In general, if you just keep the Pull Request short and self-contained. If you’ll be modifying multiple jurisdictions, please submit separate pull requests. It will make life much easier for the reviewers!
First navigate to the repo you want to contribute to and create a fork. If you’re contributing a municipal scraper within the United States, for example, view that repo’s page on Github and click the fork button.
This creates a repo (called scrapers-us-municipal, if you’ve followed the link just up above) on your personal account that you can commit to.
You can clone this repo down to your local machine by using git clone (do read up on the GitHub guide if you’re having trouble with this step - or git!)
After pulling the repo down, we’ll set a new remote called upstream to help interact with the opencivicdata repo later on.
$ git remote add upstream email@example.com:opencivicdata/municipal-scrapers-us.git
If you cloned the opencivicdata repo before you forked the repo on GitHub, don’t worry - you can adjust this fairly quickly!
$ git remote rm origin $ git remote add origin firstname.lastname@example.org:yourbadself/municipal-scrapers-us.git $ git fetch origin
Before you submit your Pull Request, it’s quite handy to run through a quick checklist of common (and easy to catch) gotchas:
- Have you added yourself to the AUTHORS file? If not, please do.
- Is your Pull Request up-to-date with the opencivicdata repo? If it’s not, it might be helpful to jump down to the Keeping your branch up to date section below.
Finally, navigate to the commit you made to your forked repo, and click the button to submit a pull request.
This guide won’t get into a generic git tutorial, and assumes basic proficiency with git and some knowledge of GitHub.
It’s good practice to use a branch when working on the scrapers, this helps continue to integrate changes into your branch, and helps you compare changes without much effort. With many people working on the codebase at the same time, it’s likely we’ll end up with changes that impact others sometimes. By using a branch, it’s much easier to fix these conflicts.
Please do make sure you always create a branch off the master branch, unless you’ve got lots of git experience and are doing this for a very specific reason.
To create a branch, you can checkout a new branch (this operation creates the branch, so don’t worry about using git branch just yet.)
$ git checkout -b bugfix/fix-this-broken-jurisdiction
It’s common to prefix a branch with one of bugfix, or feature (or anything else that’s short and desriptive). After the prefix, you should add a descriptive slug related to the change, so that it’s easy to remember which branch is which. These are sometimes called “Topic branches”.

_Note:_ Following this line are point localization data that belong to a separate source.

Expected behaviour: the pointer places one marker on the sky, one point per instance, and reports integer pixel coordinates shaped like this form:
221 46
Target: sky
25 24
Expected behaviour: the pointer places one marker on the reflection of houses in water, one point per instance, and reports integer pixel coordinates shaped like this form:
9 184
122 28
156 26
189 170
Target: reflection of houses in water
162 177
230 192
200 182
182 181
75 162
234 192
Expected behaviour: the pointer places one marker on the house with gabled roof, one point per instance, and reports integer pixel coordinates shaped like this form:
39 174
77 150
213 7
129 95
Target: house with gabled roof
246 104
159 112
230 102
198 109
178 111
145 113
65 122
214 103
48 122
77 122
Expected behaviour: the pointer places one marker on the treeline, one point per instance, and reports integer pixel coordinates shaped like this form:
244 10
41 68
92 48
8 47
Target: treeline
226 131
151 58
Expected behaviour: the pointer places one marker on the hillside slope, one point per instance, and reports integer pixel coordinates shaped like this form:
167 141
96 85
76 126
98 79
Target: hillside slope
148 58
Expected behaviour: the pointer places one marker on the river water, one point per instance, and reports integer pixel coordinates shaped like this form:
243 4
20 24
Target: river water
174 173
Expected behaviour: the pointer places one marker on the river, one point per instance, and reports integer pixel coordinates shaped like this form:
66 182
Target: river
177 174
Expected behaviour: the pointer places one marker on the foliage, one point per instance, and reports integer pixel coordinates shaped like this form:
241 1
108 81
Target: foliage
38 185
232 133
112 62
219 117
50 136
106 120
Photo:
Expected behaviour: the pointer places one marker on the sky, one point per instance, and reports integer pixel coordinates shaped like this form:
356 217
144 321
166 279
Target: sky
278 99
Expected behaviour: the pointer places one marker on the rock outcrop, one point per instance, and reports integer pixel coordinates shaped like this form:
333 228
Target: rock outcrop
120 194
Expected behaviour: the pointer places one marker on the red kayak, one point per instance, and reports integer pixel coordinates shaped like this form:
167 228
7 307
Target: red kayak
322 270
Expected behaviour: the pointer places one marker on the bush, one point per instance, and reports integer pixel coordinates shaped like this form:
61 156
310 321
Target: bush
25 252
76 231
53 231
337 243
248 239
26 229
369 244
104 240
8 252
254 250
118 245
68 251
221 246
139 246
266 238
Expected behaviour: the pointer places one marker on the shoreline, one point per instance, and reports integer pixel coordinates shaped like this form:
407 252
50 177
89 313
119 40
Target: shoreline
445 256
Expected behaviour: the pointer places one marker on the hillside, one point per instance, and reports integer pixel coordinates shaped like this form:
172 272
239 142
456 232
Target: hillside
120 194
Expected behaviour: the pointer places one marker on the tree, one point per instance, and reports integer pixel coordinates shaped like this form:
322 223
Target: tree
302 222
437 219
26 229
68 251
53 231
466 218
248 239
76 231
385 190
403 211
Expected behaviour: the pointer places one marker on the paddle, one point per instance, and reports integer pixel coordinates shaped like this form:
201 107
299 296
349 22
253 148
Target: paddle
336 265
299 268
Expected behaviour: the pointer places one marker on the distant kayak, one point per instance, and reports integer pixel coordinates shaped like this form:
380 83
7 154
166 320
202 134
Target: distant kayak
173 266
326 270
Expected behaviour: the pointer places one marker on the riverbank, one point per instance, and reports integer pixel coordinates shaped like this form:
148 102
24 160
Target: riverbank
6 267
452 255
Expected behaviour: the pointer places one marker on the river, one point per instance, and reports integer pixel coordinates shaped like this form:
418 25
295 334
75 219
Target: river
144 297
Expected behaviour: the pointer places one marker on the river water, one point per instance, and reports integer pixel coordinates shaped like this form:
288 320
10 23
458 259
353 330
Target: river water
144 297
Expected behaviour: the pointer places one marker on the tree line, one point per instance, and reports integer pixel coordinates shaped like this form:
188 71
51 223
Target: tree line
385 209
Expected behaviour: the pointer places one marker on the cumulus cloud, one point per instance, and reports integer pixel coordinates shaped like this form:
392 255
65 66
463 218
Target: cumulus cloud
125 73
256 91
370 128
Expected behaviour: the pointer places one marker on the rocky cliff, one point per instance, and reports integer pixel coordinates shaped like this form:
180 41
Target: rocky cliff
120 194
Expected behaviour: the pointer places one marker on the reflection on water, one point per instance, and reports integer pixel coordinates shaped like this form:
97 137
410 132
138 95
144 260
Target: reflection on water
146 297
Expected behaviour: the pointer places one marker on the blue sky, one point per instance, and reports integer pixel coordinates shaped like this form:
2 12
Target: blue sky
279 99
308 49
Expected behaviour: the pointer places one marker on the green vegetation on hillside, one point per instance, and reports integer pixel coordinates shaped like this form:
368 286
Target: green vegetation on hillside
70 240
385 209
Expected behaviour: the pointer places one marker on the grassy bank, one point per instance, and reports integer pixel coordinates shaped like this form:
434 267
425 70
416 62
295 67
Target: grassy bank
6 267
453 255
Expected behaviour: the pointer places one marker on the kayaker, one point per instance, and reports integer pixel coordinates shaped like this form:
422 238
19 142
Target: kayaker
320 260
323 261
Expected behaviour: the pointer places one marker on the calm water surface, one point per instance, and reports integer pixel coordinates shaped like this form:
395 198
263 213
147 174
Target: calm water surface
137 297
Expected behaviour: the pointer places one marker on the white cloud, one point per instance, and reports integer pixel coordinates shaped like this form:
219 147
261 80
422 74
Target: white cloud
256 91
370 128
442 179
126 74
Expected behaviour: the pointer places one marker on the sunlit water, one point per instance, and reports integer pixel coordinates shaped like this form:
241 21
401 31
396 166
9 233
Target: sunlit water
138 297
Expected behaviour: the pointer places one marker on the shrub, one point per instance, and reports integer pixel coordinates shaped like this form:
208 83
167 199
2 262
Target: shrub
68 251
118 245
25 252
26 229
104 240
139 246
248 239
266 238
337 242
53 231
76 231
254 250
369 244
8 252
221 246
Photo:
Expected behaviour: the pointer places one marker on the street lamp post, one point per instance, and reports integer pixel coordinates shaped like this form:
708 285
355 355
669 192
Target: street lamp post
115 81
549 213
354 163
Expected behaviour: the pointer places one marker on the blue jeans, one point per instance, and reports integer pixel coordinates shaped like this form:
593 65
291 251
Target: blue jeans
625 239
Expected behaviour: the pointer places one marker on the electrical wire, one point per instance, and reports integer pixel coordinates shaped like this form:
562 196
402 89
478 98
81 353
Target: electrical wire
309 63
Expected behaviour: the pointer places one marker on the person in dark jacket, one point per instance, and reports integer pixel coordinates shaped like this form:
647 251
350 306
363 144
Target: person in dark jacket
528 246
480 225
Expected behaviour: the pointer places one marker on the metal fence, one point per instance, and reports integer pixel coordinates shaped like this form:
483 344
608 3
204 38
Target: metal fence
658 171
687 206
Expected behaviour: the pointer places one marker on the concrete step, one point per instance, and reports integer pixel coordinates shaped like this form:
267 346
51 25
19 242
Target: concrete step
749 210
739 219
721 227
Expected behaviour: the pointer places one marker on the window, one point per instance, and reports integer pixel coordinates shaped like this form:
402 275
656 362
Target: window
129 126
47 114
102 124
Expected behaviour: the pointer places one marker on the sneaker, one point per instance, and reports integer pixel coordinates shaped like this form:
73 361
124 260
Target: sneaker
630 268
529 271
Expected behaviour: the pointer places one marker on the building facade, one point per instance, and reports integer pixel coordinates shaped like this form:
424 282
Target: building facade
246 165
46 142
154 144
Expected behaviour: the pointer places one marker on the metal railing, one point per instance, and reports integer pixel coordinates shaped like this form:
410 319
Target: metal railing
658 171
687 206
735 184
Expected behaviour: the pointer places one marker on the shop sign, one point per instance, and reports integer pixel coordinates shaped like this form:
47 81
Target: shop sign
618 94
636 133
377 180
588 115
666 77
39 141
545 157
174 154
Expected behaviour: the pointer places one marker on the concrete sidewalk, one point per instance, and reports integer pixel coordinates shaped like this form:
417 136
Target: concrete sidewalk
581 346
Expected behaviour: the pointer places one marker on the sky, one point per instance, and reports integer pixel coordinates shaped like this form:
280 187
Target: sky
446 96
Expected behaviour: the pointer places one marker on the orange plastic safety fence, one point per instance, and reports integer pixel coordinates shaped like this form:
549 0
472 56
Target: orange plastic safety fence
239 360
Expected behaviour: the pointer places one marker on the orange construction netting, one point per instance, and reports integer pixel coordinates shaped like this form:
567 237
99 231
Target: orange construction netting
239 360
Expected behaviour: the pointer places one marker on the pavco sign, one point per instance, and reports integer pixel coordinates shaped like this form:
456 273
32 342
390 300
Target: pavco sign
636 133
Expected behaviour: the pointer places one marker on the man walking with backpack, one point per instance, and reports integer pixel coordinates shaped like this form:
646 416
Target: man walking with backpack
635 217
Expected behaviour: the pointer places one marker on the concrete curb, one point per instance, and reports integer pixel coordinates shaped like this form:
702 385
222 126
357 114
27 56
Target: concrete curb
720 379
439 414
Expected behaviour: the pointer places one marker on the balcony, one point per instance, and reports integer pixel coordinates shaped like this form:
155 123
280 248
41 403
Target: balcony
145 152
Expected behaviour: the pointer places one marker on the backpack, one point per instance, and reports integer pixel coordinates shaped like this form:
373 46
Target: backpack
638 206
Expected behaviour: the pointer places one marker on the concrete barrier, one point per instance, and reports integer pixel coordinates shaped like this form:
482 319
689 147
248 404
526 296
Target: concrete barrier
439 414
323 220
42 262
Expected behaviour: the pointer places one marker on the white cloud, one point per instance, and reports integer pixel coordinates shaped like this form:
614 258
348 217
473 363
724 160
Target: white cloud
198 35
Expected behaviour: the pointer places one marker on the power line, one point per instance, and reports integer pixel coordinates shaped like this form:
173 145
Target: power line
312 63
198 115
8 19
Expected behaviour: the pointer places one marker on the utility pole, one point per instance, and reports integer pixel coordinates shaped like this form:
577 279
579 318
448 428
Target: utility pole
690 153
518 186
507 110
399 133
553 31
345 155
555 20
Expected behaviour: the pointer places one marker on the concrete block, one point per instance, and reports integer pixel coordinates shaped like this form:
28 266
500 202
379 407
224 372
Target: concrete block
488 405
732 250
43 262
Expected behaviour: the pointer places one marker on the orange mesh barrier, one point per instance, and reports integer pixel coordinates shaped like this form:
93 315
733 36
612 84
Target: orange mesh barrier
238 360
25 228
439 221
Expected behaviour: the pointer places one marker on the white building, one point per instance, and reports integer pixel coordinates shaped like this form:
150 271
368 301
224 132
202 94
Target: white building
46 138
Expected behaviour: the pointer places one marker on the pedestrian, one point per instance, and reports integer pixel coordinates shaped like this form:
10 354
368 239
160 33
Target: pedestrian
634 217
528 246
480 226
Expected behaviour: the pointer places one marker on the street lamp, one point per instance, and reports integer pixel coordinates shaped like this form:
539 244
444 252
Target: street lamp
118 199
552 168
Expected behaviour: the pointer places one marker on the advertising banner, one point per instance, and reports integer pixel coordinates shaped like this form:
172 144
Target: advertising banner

After this, you can check which branch you’re working on by running git branch, and looking for the marked branch.
$ git branch * bugfix/fix-this-broken-jurisdiction master
To switch back to the master branch (for any reason), you can checkout the branch again.
$ git checkout master $ git branch bugfix/fix-this-broken-jurisdiction * master
It saves quite a bit of time if you can ensure that all changes have been incorporated in your branch when sending in a Pull Request. Often times this is not an issue for short-lived branches, however, sometimes people have changed code in the opencivicdata repo, and you need to merge code from “upstream” into your working branch.
Let’s go over how to do this.
The following assumes you have a setup similar to above. Make sure that you have the upstream remote set up, and are working on a topic branch.
Firstly, be sure that you’ve commited all your code, and you’re up to date.
$ git branch * bugfix/fix-this-broken-jurisdiction master $ git checkout master $ git pull upstream master $ git checkout bugfix/fix-this-broken-jurisdiction $ git merge master
Please do remember to change bugfix/fix-this-broken-jurisdiction with the name of your topic branch that you’re working on (as seen in the output of the first command run).
You can check how much has changed at any point very simply, by using git diff. Something like:
$ git diff master --color
Can come in quite handy when reviewing changes before sending in a Pull Request.